Hill’s eventual suggestions were “distributed ledger technology” and “programmable trust infrastructure”. So still pretty dense concepts there.
Although, earlier in the panel, he also described blockchain as a “massive decentralized trust machine”, which starts to sound a little more approachable.
Marketing blockchain to the masses is clearly going to take more than one ten-minute brainstorming session.
“The general approach to thinking about blockchains is programmable trust infrastructure,” said Hill. “Because you can really start to program your trust in the rules or the concept and that’s one of the key benefits, because you can remove systemic risk.
“The blockchain acts as a real-time a-priority audit mechanism. And when you start to get into a longer term view, that gets really exciting.”
The current system of audits — i.e. doing spot checks in the hopes they will be representative of the business’ financial processes — could be entirely replaced by continuous blockchain traceability, said Hill. So, in theory, you’d never have to do another autopsy audit in cases where those spot checks spectacularly failed to pick up on fraud — like an Enron. Because you’d be auditing as you go along.
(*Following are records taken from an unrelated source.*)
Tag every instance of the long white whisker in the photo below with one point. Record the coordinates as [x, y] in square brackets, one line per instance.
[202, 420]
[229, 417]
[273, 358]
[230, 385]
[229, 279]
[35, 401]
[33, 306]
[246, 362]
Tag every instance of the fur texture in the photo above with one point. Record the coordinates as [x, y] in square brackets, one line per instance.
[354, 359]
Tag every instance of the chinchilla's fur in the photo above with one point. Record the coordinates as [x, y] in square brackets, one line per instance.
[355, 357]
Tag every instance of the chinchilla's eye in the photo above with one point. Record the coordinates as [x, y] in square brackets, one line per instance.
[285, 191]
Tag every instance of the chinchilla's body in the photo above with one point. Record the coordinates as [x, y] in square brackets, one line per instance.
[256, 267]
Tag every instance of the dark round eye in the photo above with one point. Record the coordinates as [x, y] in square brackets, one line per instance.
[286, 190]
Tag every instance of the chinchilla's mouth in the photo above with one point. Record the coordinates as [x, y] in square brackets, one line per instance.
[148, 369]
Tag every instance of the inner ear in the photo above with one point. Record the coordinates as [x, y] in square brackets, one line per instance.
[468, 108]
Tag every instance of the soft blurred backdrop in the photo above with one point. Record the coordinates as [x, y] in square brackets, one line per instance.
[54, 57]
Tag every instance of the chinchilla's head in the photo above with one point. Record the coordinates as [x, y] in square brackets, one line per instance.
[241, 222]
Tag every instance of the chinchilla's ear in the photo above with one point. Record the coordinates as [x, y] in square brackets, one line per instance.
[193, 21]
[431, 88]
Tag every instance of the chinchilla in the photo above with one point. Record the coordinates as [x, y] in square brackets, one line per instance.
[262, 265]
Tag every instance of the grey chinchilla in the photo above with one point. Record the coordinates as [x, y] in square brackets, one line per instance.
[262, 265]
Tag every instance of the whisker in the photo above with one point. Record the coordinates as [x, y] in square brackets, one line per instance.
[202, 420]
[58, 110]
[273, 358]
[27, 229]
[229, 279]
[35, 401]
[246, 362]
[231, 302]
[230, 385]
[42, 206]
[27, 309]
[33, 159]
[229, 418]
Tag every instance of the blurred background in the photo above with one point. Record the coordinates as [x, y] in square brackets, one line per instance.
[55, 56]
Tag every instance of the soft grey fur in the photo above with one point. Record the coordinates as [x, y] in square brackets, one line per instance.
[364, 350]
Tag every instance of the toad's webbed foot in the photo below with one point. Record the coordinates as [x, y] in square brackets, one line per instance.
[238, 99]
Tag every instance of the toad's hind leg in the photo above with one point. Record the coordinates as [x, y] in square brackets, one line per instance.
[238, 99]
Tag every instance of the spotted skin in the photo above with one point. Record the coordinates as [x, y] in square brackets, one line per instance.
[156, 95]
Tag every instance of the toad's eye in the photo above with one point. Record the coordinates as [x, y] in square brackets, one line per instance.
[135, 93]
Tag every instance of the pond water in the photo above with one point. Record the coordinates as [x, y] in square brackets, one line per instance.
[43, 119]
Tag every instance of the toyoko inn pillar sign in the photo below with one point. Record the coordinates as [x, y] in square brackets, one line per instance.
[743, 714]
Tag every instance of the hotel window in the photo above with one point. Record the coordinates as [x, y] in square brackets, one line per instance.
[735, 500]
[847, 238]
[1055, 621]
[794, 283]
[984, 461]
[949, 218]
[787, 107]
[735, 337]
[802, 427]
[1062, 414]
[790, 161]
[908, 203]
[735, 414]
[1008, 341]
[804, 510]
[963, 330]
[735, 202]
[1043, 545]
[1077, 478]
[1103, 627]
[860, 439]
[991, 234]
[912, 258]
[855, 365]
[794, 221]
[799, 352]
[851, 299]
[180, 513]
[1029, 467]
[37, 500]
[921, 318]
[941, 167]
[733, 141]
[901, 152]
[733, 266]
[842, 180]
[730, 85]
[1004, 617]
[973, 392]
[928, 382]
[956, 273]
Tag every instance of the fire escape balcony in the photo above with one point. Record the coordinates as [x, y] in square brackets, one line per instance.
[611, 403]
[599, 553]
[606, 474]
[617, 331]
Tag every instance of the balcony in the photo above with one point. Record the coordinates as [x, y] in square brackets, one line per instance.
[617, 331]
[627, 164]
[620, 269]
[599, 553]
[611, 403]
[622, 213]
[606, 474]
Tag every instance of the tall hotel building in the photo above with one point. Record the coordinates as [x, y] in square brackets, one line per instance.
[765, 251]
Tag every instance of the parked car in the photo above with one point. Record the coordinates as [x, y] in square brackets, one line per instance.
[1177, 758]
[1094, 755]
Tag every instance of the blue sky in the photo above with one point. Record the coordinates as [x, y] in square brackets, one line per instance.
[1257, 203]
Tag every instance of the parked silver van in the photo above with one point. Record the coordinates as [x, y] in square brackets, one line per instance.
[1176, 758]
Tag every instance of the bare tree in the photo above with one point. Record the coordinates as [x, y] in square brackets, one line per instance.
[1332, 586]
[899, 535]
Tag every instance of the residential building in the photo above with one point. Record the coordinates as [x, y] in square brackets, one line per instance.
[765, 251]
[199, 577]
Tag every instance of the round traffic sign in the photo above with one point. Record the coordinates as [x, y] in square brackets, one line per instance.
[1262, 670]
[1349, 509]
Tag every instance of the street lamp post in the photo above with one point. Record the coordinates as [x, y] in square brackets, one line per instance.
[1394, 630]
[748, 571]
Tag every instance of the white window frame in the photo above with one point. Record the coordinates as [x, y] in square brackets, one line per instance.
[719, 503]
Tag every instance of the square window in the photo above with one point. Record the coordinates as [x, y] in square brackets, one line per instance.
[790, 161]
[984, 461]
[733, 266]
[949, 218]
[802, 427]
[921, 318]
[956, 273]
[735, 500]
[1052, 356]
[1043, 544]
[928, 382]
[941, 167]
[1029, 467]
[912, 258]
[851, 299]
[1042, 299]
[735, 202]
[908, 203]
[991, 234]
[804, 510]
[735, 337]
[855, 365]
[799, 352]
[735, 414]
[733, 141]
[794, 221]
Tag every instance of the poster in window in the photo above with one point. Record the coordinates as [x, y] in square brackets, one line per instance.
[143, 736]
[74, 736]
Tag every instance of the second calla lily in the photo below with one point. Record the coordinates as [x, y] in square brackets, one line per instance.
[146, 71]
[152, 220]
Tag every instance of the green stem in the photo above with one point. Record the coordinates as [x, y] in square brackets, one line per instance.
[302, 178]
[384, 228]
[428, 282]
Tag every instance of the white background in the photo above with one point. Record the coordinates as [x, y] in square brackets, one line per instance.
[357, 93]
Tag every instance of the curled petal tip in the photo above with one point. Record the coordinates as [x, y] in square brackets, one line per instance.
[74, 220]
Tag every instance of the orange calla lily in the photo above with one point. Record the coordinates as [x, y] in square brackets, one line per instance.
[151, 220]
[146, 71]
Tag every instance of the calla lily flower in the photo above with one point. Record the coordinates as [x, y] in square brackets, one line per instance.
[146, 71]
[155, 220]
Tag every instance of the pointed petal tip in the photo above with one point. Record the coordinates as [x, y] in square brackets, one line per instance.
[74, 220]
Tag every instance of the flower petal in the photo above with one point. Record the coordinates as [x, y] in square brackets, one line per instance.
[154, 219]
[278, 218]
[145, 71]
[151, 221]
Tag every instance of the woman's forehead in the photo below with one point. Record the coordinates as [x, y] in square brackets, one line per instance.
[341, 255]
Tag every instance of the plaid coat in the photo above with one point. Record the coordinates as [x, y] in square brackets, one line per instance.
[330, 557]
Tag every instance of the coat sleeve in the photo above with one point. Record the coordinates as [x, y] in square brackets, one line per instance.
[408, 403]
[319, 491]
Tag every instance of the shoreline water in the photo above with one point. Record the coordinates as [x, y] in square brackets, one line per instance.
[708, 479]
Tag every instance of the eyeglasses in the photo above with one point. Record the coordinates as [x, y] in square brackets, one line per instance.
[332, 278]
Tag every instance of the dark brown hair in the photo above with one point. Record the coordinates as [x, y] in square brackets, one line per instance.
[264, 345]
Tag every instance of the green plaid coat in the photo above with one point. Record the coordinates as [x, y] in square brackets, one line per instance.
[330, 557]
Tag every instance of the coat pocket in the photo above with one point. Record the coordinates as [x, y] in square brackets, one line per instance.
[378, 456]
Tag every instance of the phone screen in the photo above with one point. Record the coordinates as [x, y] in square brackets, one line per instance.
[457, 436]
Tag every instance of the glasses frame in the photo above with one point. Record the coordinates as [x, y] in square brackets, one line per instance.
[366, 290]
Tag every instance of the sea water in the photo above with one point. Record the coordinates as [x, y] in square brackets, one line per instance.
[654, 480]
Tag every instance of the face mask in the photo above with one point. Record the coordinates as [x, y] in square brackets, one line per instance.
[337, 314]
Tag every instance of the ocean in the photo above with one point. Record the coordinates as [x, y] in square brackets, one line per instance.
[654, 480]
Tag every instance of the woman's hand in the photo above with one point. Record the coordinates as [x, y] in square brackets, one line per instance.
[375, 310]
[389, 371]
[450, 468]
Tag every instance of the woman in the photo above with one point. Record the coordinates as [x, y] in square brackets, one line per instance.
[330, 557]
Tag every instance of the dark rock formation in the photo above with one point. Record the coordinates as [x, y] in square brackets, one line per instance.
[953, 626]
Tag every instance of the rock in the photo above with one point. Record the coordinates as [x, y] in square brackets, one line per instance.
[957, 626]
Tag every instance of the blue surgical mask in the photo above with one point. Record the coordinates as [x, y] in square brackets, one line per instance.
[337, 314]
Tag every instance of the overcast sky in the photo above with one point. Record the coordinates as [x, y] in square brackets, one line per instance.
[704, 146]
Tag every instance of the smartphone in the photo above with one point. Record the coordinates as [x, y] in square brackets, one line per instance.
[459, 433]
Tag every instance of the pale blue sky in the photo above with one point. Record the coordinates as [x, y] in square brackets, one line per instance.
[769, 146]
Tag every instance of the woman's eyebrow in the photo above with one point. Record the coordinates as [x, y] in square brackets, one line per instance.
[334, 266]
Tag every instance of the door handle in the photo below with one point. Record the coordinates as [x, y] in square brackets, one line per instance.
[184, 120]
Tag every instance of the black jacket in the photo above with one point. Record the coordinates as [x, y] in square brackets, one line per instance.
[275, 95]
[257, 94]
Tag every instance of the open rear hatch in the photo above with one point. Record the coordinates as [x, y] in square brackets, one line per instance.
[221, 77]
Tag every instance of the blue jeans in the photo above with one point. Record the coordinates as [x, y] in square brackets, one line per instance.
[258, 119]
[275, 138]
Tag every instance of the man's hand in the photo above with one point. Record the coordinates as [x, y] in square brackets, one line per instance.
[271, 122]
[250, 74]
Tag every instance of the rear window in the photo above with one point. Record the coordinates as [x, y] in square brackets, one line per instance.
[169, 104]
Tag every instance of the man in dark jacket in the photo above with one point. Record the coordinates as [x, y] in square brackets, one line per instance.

Another promising blockchain-powered idea Hill pointed to is transactional insurance for the p2p economy.
“We see a whole bunch of upstart players across industries. I saw one recently in the insurance industry that’s trying to do transactional insurance for the p2p economy, so if you’re an Uber driver for two days a week and if you’re an Airbnb renter for the weekend how do you get insurance to cover those different parts of your use-case? And they’re looking at creating a blockchain powered insurance marketplace. And that’s exciting. That’s an exciting use-case that shows the novelty,” he said.
Buterin also pointed to promising insurance projects being built on the Ethereum network, including one for delayed flights.
“The interesting thing there is the way that that works technically is there exists a service that cryptographically verifies secure web pages and scrapes data from them and actually pushes that to smart contracts directly,” he said. “There you go, there’s a decentralized insurance market.”
Other dev groups Buterin said he’s excited about are those integrating blockchain into the Internet of Things — so using the tech to keep track of the ownership or rental of physical objects.
“You could imagine something like a completely automated system for renting bikes that’s just done completely over blockchain crypto-payments. And theoretically just sort of start it up and it works completely autonomously,” he said.
“There’s lots of different things that you can do and for me personally it really is the broad range of things that you can do with it that excites me,” he added.